How to Guides
Mosna proposes a pipeline to explore increasingly complex features in relation with clinical data. It can be used to extract and visualize descriptive statistics, and to identify features that are most predictive of clinical variables, by training machine learning models. In particular, the following features are explored, in order of increasing complexity:
Proportional abundance of cellular phenotypes, and proportional abundance ratios (composition)

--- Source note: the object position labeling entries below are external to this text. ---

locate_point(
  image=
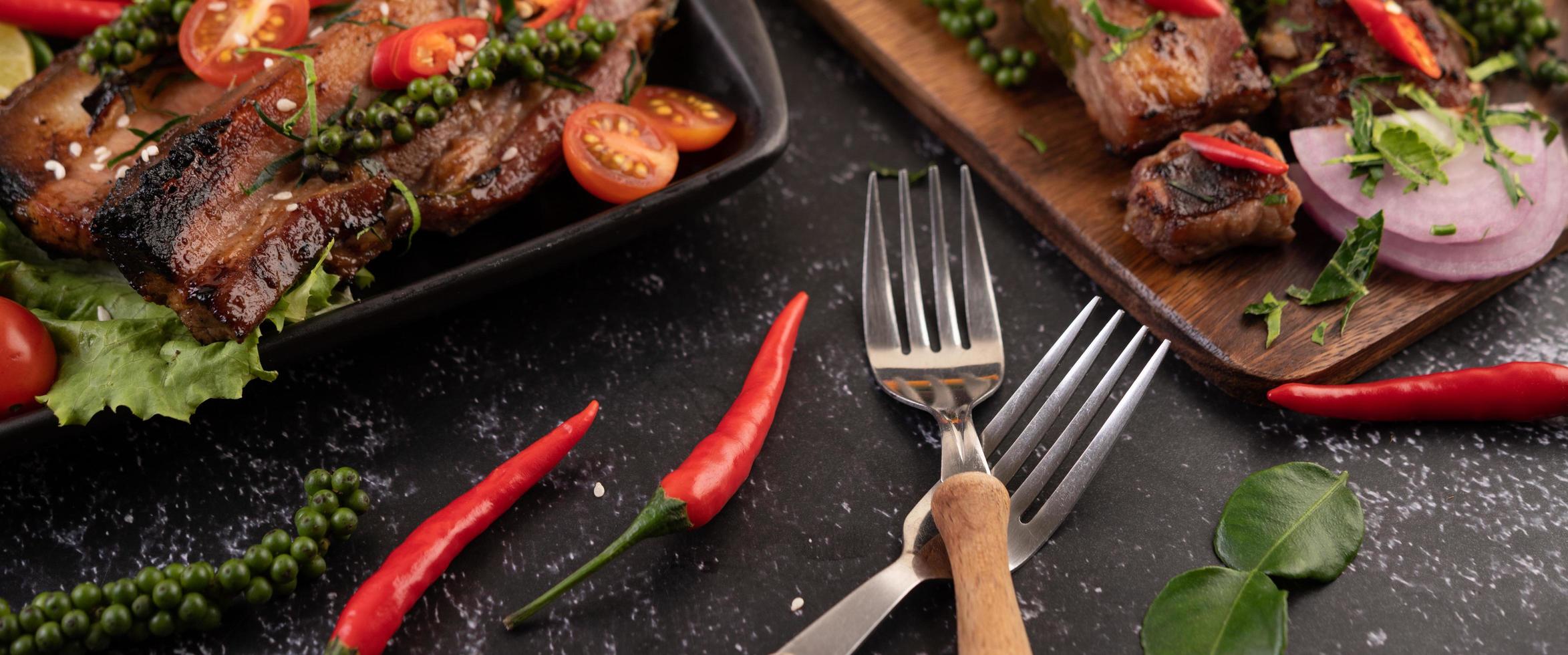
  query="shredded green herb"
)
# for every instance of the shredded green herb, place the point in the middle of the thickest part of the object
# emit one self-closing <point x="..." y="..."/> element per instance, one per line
<point x="1122" y="35"/>
<point x="1038" y="143"/>
<point x="1303" y="70"/>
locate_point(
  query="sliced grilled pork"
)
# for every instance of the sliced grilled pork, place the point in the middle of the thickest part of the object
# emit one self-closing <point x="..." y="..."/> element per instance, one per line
<point x="1297" y="29"/>
<point x="188" y="235"/>
<point x="1185" y="74"/>
<point x="61" y="130"/>
<point x="1185" y="207"/>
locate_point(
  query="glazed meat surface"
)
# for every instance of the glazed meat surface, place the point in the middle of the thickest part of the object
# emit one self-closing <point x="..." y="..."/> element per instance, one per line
<point x="1185" y="74"/>
<point x="1295" y="30"/>
<point x="1185" y="207"/>
<point x="187" y="234"/>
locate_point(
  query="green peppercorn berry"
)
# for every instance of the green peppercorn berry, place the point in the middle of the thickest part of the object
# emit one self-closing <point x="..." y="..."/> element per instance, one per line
<point x="556" y="30"/>
<point x="418" y="90"/>
<point x="532" y="70"/>
<point x="196" y="577"/>
<point x="75" y="624"/>
<point x="124" y="52"/>
<point x="344" y="522"/>
<point x="49" y="638"/>
<point x="57" y="604"/>
<point x="168" y="594"/>
<point x="985" y="17"/>
<point x="148" y="41"/>
<point x="480" y="79"/>
<point x="516" y="53"/>
<point x="116" y="620"/>
<point x="259" y="592"/>
<point x="313" y="567"/>
<point x="404" y="132"/>
<point x="284" y="569"/>
<point x="24" y="646"/>
<point x="162" y="624"/>
<point x="604" y="32"/>
<point x="366" y="143"/>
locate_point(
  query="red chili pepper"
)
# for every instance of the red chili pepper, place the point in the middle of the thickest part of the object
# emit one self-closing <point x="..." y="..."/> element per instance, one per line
<point x="1230" y="154"/>
<point x="1398" y="33"/>
<point x="60" y="17"/>
<point x="692" y="494"/>
<point x="1512" y="392"/>
<point x="1197" y="8"/>
<point x="377" y="608"/>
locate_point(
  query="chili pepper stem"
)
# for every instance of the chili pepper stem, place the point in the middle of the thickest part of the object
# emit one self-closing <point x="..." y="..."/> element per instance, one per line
<point x="661" y="516"/>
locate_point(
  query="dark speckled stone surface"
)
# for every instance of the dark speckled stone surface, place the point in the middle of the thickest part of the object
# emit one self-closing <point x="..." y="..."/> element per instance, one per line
<point x="1465" y="522"/>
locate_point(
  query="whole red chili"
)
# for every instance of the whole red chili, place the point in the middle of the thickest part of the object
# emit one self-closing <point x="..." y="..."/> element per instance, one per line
<point x="377" y="610"/>
<point x="692" y="494"/>
<point x="1517" y="392"/>
<point x="1398" y="33"/>
<point x="1197" y="8"/>
<point x="1230" y="154"/>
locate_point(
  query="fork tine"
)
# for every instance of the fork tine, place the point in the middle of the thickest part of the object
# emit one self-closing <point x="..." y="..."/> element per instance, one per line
<point x="941" y="273"/>
<point x="1059" y="450"/>
<point x="913" y="299"/>
<point x="1056" y="510"/>
<point x="882" y="321"/>
<point x="1051" y="410"/>
<point x="979" y="298"/>
<point x="1029" y="390"/>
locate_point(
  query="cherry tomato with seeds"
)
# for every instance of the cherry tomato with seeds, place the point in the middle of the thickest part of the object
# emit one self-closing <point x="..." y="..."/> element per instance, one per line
<point x="214" y="30"/>
<point x="693" y="121"/>
<point x="27" y="358"/>
<point x="617" y="154"/>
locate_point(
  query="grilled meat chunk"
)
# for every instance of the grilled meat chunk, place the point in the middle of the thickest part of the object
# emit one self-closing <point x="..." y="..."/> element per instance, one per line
<point x="65" y="129"/>
<point x="188" y="233"/>
<point x="1183" y="74"/>
<point x="1185" y="207"/>
<point x="1297" y="29"/>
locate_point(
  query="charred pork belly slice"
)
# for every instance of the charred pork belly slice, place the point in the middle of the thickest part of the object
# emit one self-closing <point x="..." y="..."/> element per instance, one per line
<point x="187" y="233"/>
<point x="60" y="134"/>
<point x="1183" y="74"/>
<point x="1185" y="207"/>
<point x="1299" y="29"/>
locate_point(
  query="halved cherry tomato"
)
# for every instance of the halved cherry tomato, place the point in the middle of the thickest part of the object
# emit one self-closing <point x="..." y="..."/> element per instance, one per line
<point x="27" y="358"/>
<point x="693" y="121"/>
<point x="428" y="49"/>
<point x="209" y="37"/>
<point x="1398" y="33"/>
<point x="617" y="154"/>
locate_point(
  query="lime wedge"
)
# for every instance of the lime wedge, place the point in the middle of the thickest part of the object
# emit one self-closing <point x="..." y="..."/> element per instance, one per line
<point x="16" y="60"/>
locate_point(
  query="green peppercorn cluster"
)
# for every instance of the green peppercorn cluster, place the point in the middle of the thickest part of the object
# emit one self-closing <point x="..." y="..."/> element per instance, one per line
<point x="1512" y="25"/>
<point x="529" y="55"/>
<point x="143" y="29"/>
<point x="968" y="19"/>
<point x="178" y="598"/>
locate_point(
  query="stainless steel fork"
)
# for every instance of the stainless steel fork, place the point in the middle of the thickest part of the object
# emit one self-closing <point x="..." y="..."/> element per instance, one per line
<point x="924" y="557"/>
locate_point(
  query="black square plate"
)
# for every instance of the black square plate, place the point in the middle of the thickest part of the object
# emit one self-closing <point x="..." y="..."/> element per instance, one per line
<point x="717" y="47"/>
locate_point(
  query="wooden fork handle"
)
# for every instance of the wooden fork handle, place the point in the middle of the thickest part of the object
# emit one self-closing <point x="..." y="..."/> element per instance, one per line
<point x="971" y="513"/>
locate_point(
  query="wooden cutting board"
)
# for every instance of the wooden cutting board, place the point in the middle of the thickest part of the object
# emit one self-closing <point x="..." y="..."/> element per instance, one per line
<point x="1068" y="194"/>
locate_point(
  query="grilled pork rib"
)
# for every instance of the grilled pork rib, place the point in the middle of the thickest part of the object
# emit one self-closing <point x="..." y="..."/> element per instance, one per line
<point x="1185" y="74"/>
<point x="186" y="233"/>
<point x="1295" y="30"/>
<point x="1186" y="207"/>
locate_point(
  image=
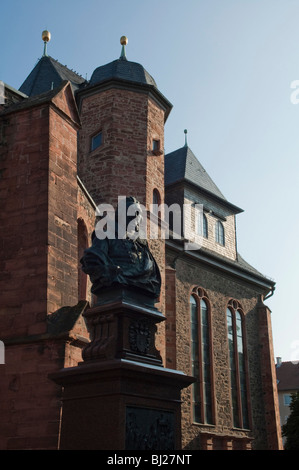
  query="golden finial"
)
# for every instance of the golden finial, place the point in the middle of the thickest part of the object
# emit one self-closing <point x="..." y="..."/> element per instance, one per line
<point x="46" y="36"/>
<point x="124" y="42"/>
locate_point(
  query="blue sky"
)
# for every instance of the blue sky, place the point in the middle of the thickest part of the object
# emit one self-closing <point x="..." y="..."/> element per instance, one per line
<point x="227" y="68"/>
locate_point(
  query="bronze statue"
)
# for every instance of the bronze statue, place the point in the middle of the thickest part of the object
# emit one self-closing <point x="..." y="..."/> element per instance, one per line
<point x="124" y="262"/>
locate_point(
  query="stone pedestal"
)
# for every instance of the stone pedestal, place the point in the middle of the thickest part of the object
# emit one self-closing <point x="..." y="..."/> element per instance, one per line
<point x="121" y="397"/>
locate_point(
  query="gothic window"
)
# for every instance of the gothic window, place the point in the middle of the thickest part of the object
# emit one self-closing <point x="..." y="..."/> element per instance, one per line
<point x="96" y="141"/>
<point x="237" y="364"/>
<point x="202" y="225"/>
<point x="201" y="358"/>
<point x="219" y="233"/>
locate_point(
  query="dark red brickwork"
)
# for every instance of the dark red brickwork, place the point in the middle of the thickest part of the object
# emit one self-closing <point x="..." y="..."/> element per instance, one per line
<point x="46" y="220"/>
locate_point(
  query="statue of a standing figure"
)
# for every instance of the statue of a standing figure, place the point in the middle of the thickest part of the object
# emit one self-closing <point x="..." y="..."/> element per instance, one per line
<point x="124" y="262"/>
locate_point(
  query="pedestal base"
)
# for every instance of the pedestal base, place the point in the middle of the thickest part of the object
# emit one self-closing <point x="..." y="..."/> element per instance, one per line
<point x="121" y="405"/>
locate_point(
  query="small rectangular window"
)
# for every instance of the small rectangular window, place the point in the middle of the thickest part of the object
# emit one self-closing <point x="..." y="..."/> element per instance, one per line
<point x="96" y="141"/>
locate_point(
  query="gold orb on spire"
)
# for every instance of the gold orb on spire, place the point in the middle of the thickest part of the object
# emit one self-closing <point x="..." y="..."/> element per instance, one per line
<point x="46" y="36"/>
<point x="124" y="40"/>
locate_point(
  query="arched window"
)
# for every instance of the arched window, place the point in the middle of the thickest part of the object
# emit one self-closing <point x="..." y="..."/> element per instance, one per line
<point x="237" y="364"/>
<point x="202" y="225"/>
<point x="201" y="358"/>
<point x="82" y="245"/>
<point x="219" y="233"/>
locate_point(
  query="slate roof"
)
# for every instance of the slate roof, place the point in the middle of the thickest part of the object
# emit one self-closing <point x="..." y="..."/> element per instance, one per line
<point x="182" y="165"/>
<point x="47" y="74"/>
<point x="288" y="376"/>
<point x="122" y="69"/>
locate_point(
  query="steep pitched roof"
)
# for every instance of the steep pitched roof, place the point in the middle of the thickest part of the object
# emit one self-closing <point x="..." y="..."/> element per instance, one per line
<point x="48" y="74"/>
<point x="288" y="376"/>
<point x="182" y="165"/>
<point x="61" y="97"/>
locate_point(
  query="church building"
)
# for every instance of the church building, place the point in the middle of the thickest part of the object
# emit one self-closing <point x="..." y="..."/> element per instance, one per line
<point x="68" y="144"/>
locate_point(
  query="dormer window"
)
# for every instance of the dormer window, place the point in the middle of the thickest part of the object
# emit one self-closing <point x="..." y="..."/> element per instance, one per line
<point x="96" y="141"/>
<point x="219" y="233"/>
<point x="156" y="147"/>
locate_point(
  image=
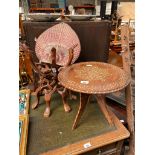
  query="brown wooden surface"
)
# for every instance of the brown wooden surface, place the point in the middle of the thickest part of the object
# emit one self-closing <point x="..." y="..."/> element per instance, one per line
<point x="126" y="57"/>
<point x="108" y="138"/>
<point x="94" y="78"/>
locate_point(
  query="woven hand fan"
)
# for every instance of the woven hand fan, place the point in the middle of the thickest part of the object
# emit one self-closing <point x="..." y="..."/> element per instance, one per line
<point x="62" y="37"/>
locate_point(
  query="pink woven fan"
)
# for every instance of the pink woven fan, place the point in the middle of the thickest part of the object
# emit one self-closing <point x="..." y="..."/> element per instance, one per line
<point x="62" y="37"/>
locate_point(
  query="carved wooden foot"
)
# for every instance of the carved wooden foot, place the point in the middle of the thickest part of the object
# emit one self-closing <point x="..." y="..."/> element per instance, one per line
<point x="47" y="100"/>
<point x="83" y="101"/>
<point x="102" y="104"/>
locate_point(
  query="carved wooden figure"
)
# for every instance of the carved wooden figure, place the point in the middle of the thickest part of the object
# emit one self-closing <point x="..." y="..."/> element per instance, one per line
<point x="48" y="81"/>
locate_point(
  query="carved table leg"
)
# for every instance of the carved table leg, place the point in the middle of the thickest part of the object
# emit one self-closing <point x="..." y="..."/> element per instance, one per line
<point x="130" y="119"/>
<point x="35" y="103"/>
<point x="47" y="100"/>
<point x="83" y="101"/>
<point x="103" y="106"/>
<point x="64" y="95"/>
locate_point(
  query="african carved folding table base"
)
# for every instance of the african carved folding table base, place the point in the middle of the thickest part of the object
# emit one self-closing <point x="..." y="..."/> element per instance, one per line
<point x="93" y="78"/>
<point x="55" y="135"/>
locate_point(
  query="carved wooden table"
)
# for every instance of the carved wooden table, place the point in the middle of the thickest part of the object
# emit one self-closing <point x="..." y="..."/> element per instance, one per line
<point x="93" y="78"/>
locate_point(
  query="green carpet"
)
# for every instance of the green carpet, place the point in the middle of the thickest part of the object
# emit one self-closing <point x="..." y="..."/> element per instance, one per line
<point x="56" y="131"/>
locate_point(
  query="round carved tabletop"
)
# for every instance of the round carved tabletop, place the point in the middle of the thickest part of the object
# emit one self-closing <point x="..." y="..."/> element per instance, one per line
<point x="94" y="78"/>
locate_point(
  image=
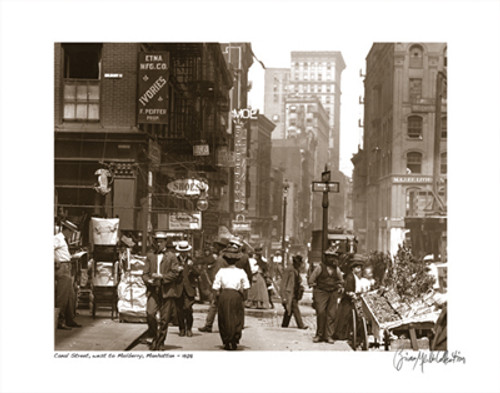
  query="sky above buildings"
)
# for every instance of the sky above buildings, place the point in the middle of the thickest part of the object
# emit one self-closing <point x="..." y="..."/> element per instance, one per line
<point x="354" y="53"/>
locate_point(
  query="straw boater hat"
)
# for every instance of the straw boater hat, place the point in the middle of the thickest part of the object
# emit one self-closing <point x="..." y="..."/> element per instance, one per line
<point x="331" y="251"/>
<point x="232" y="252"/>
<point x="183" y="246"/>
<point x="160" y="235"/>
<point x="235" y="240"/>
<point x="222" y="242"/>
<point x="357" y="260"/>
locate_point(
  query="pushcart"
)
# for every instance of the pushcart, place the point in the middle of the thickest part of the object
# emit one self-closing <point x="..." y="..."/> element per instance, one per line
<point x="359" y="326"/>
<point x="105" y="273"/>
<point x="382" y="317"/>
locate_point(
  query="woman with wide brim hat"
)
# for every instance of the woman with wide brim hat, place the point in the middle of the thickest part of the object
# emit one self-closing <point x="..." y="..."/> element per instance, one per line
<point x="343" y="324"/>
<point x="231" y="284"/>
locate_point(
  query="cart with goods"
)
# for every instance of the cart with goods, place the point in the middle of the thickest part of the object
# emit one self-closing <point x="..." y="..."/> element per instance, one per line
<point x="132" y="298"/>
<point x="359" y="325"/>
<point x="105" y="265"/>
<point x="384" y="312"/>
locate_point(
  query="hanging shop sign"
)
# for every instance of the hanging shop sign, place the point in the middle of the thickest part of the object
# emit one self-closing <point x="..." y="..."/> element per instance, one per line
<point x="241" y="115"/>
<point x="201" y="150"/>
<point x="181" y="221"/>
<point x="240" y="167"/>
<point x="187" y="187"/>
<point x="224" y="157"/>
<point x="152" y="87"/>
<point x="154" y="154"/>
<point x="412" y="179"/>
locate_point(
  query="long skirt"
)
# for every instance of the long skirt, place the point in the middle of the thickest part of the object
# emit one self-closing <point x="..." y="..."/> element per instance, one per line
<point x="343" y="324"/>
<point x="258" y="296"/>
<point x="230" y="316"/>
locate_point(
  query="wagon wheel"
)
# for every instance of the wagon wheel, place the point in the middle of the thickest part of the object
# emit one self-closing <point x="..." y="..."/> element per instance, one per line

Preferential interractions between different phenotypes, quantified with assortativity z-scores (network topology)
Cellular niches
Mosna leverages the tysserand library to discover patterns of cellular interaction that are potentially clinically relevant. In this how-to guide we discuss how to:
generate and visualize spatial networks with tysserand
calculate assortativity scores that quantify preferential interactions with mosna
generate mixing matrices with mosna
identify and visualize cellular niches with mosna (to do)
Imports and Setup
In this tutorial we assume that you have a directory containing various single-cell data files in CSV format.
We begin by importing required packages, including tysserand.
import numpy as np
import pandas as pd
from pathlib import Path
import tysserand.tysserand as ty
print(ty.__file__)
import mosna
print(mosna.__file__)
Then, we set relevant paths and load our data.
base_dir = Path("..")
mIF_path = base_dir / "raw" / "single_cell_data" # Replace single_cell_data with your directory name
csv_files = list(mIF_path.glob("*.csv"))
print(len(csv_files), "files found")
# Load all files into a dict of dataframes
dfs = {f.stem: pd.read_csv(f) for f in csv_files}
We show a single file. In the figure below we show what our input single-cell data files are expected to look like. Each row corresponds to an individual cell. Columns should include the x- and y-coordinates a cluster / phenotype assignment, and the corresponding patient and region of interest (ROI) a sample belongs to.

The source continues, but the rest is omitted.